Wypadek promu na Ibizie. Kilkadziesiąt osób rannych
Prom pasażerski rozbił się o niewielką wysepkę w pobliżu hiszpańskiej Ibizy, w archipelagu Balearów. Niestety większość obecnych na jednostce nie wyszła z wypadku bez szwanku. Wielu pasażerów trafiło do szpitala, w tym 10-letni chłopiec w stanie ciężkim.
Jak podały władze Balearów, do wypadku doszło wskutek wpłynięcia statku na niewielką wysepkę w trakcie nocnego rejsu promu u brzegów popularnej wśród turystów Ibizy. W nocy z 28 na 29 sierpnia jednostka osiadła na mieliźnie przy wysepce Es Malvins.
Ibiza - wielu rannych po wypadku promu, w tym 10-latek
Prom przewoził 47 osób - 35 pasażerów i 12 pracowników. Według Reutersa 25 osób zostało rannych, inne media podają wyższą liczbę - 40 osób.

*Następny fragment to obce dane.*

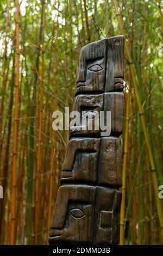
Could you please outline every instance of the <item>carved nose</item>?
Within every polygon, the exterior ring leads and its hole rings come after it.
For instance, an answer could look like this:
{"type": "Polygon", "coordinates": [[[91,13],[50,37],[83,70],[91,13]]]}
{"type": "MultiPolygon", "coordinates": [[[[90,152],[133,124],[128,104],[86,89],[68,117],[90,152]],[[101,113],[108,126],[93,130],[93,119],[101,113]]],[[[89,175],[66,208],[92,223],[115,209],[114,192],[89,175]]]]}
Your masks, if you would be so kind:
{"type": "Polygon", "coordinates": [[[78,82],[77,83],[77,87],[79,88],[81,86],[85,86],[85,84],[84,82],[78,82]]]}

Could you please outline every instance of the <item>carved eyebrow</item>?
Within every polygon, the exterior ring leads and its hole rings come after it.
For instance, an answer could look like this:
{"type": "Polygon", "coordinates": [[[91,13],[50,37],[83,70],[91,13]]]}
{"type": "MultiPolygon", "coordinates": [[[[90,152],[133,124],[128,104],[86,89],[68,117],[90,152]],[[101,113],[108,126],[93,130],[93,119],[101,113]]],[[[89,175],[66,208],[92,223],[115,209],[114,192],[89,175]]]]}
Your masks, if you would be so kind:
{"type": "Polygon", "coordinates": [[[87,65],[90,64],[93,64],[94,62],[96,62],[97,60],[98,60],[98,64],[100,63],[100,60],[102,62],[104,59],[104,56],[102,57],[97,57],[96,58],[93,58],[92,59],[89,59],[86,60],[86,63],[87,65]]]}

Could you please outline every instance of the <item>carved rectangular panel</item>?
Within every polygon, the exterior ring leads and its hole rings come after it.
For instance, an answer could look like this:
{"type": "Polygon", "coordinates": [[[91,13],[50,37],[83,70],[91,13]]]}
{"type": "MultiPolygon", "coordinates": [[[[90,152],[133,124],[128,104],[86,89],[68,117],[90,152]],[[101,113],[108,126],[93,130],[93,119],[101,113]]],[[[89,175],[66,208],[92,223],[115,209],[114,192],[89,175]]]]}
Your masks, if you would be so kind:
{"type": "Polygon", "coordinates": [[[80,138],[68,144],[61,183],[122,185],[121,140],[119,138],[80,138]]]}
{"type": "Polygon", "coordinates": [[[118,35],[82,48],[76,94],[122,91],[124,36],[118,35]]]}
{"type": "Polygon", "coordinates": [[[93,243],[117,245],[118,243],[121,202],[120,191],[97,187],[93,243]]]}
{"type": "Polygon", "coordinates": [[[93,183],[97,181],[100,139],[73,138],[69,141],[61,182],[93,183]]]}
{"type": "Polygon", "coordinates": [[[122,132],[124,112],[124,95],[122,93],[77,95],[74,99],[73,110],[80,113],[80,125],[71,126],[71,137],[88,135],[101,136],[103,131],[99,121],[101,111],[105,113],[105,126],[106,122],[109,122],[106,119],[106,112],[111,112],[111,135],[119,136],[122,132]],[[83,114],[83,111],[86,113],[83,114]],[[92,124],[91,122],[90,125],[88,124],[89,120],[92,121],[92,124]],[[96,126],[95,129],[96,121],[98,126],[96,126]]]}
{"type": "Polygon", "coordinates": [[[123,131],[124,94],[115,92],[105,93],[104,95],[104,110],[111,111],[111,135],[120,136],[123,131]]]}
{"type": "Polygon", "coordinates": [[[101,139],[98,185],[122,186],[121,143],[119,138],[101,139]]]}
{"type": "Polygon", "coordinates": [[[50,243],[93,243],[95,196],[96,187],[92,186],[66,185],[59,188],[50,243]]]}
{"type": "Polygon", "coordinates": [[[104,91],[106,44],[104,39],[82,48],[76,94],[104,91]]]}
{"type": "Polygon", "coordinates": [[[121,200],[121,193],[112,188],[61,186],[57,194],[50,243],[117,243],[121,200]]]}
{"type": "Polygon", "coordinates": [[[123,35],[108,40],[105,92],[121,91],[123,89],[123,35]]]}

Część osób wymagała hospitalizacji - 9 pasażerów zostało przetransportowanych przez hiszpańską straż przybrzeżną do szpitala helikopterem, reszta została przewieziona na ląd drogą morską.

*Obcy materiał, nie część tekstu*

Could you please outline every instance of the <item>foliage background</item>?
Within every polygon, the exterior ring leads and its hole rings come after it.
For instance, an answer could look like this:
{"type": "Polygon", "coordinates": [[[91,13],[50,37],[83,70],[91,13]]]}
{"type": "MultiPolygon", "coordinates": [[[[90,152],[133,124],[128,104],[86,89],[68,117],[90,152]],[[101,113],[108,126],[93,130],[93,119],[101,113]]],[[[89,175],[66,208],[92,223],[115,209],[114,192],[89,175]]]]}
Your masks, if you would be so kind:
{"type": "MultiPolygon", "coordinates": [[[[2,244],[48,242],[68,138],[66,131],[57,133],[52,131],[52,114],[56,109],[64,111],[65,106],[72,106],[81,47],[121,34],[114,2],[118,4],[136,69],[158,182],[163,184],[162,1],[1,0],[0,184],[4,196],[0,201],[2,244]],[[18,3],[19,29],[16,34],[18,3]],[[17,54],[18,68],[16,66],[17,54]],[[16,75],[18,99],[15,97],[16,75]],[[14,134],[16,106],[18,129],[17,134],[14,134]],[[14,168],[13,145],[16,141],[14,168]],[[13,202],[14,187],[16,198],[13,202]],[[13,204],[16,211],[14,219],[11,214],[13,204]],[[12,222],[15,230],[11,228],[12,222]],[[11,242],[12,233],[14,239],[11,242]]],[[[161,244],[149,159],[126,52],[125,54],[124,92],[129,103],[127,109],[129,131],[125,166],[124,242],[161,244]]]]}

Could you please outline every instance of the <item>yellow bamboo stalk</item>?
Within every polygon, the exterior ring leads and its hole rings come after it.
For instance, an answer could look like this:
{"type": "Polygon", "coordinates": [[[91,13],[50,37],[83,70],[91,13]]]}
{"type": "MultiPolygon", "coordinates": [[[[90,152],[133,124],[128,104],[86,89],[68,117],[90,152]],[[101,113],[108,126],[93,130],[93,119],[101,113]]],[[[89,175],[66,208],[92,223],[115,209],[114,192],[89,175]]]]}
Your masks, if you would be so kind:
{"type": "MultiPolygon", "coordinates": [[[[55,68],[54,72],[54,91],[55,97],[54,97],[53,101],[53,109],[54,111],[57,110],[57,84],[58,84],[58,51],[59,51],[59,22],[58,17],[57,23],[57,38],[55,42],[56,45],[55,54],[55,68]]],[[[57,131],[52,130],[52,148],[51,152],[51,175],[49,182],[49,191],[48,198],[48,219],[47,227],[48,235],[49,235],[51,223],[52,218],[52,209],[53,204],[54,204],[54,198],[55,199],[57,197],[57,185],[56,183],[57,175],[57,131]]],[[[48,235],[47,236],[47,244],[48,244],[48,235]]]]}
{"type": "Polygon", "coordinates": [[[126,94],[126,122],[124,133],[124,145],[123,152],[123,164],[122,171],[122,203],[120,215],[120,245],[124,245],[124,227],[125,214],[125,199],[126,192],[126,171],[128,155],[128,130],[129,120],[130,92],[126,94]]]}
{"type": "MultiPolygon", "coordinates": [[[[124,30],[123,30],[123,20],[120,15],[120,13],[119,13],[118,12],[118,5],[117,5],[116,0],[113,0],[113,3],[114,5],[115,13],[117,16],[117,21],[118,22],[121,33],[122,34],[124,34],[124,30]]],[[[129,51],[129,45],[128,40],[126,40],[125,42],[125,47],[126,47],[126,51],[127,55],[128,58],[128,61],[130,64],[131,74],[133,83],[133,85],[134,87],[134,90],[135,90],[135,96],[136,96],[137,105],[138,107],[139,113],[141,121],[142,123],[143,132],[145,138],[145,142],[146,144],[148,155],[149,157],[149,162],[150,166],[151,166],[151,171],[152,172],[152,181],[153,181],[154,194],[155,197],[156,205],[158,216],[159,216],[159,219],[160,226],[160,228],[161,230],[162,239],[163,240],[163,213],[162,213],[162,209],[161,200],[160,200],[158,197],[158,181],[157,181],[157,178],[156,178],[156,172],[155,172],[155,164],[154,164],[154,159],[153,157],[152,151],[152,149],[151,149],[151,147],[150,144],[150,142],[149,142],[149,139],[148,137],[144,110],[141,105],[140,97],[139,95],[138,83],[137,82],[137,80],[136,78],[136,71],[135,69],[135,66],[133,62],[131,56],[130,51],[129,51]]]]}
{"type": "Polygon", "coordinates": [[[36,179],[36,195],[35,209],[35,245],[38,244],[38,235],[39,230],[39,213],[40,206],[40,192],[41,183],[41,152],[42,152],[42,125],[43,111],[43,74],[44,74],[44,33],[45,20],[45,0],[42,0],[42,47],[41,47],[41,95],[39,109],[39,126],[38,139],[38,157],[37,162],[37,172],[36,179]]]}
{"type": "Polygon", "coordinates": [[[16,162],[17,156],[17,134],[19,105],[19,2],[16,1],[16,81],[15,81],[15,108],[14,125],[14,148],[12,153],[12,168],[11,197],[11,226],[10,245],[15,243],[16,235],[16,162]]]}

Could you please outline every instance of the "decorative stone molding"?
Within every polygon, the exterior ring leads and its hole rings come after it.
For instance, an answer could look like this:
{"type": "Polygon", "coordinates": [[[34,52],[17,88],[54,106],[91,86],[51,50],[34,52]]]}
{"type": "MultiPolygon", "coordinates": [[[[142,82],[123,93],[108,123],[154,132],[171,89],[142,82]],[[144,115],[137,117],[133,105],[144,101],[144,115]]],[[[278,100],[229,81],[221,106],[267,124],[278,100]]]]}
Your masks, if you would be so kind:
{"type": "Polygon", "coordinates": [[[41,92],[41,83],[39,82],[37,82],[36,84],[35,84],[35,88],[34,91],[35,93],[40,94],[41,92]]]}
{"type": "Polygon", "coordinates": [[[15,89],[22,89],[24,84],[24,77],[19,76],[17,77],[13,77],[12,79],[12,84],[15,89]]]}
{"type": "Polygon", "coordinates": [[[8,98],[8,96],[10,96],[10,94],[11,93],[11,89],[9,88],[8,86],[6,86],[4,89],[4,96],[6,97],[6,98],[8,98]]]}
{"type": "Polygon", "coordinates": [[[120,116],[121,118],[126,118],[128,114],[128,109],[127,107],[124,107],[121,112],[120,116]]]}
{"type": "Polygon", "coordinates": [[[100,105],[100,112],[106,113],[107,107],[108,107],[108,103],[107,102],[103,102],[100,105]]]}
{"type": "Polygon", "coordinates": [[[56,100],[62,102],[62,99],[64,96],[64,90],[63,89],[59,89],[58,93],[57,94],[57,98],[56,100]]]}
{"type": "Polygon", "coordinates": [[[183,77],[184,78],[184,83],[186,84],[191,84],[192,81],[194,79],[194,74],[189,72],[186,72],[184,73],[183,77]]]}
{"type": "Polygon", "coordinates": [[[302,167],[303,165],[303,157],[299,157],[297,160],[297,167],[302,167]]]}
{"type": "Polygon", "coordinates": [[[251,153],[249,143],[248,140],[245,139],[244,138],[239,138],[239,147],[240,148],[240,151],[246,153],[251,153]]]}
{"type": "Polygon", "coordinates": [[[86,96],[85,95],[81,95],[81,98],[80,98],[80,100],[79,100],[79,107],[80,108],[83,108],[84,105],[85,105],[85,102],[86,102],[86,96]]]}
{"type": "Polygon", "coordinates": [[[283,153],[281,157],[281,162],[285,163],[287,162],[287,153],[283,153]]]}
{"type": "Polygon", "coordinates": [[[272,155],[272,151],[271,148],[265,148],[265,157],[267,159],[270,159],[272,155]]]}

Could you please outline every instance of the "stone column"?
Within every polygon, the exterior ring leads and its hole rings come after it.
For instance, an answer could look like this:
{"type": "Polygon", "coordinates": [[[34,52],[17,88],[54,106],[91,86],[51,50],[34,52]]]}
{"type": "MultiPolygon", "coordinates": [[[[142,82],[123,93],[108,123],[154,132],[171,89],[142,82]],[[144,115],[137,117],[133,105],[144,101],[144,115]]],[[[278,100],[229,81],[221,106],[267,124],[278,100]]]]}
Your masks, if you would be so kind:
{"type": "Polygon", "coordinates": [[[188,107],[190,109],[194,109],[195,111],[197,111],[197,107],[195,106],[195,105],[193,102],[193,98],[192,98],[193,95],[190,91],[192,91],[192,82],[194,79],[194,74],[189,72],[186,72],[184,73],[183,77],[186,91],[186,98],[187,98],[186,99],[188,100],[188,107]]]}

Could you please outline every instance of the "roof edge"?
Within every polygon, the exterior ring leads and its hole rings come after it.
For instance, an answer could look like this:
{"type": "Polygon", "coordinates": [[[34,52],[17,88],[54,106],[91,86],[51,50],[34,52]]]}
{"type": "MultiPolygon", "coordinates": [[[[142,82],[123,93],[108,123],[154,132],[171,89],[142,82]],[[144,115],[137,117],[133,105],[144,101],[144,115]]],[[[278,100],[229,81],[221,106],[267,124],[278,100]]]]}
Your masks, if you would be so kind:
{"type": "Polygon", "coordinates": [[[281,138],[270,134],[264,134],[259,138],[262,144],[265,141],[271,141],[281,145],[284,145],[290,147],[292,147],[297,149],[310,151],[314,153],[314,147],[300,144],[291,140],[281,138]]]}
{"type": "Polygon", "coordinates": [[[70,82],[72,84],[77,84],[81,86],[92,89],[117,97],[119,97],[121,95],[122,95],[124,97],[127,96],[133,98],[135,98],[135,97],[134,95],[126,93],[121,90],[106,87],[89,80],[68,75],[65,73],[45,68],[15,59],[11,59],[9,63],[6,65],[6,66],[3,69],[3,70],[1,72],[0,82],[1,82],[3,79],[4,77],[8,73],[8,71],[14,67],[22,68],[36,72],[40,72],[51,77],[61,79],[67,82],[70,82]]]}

W najgorszym stanie jest 10-latek, którego w nocy z soboty na niedzielę przewieziono do szpitala na Majorce. Poważnie ranny jest też inny, dorosły pasażer promu.
Ibiza - połączenie zawieszone
"Rozpoczęto już działania służące ściągnięciu promu z mielizny. Nie ma zagrożenia wyciekiem paliwa" - podał Miguel Felix Xicon z regionalnych służb obrony cywilnej.
Prom San Gwann, obsługiwany przez niemiecką firmę żeglugową FRS, kursuje między Ibizą a Formenterą, najmniejszą wyspą z hiszpańskiego archipelagu Balearów. Rejs trwa 30 minut.
Jednostka ma pojemność 427 pasażerów. W niedzielnym komunikacie na swojej stronie internetowej FRS podał, że linia została zawieszona z powodu wypadku i że "priorytetem są pasażerowie i załoga".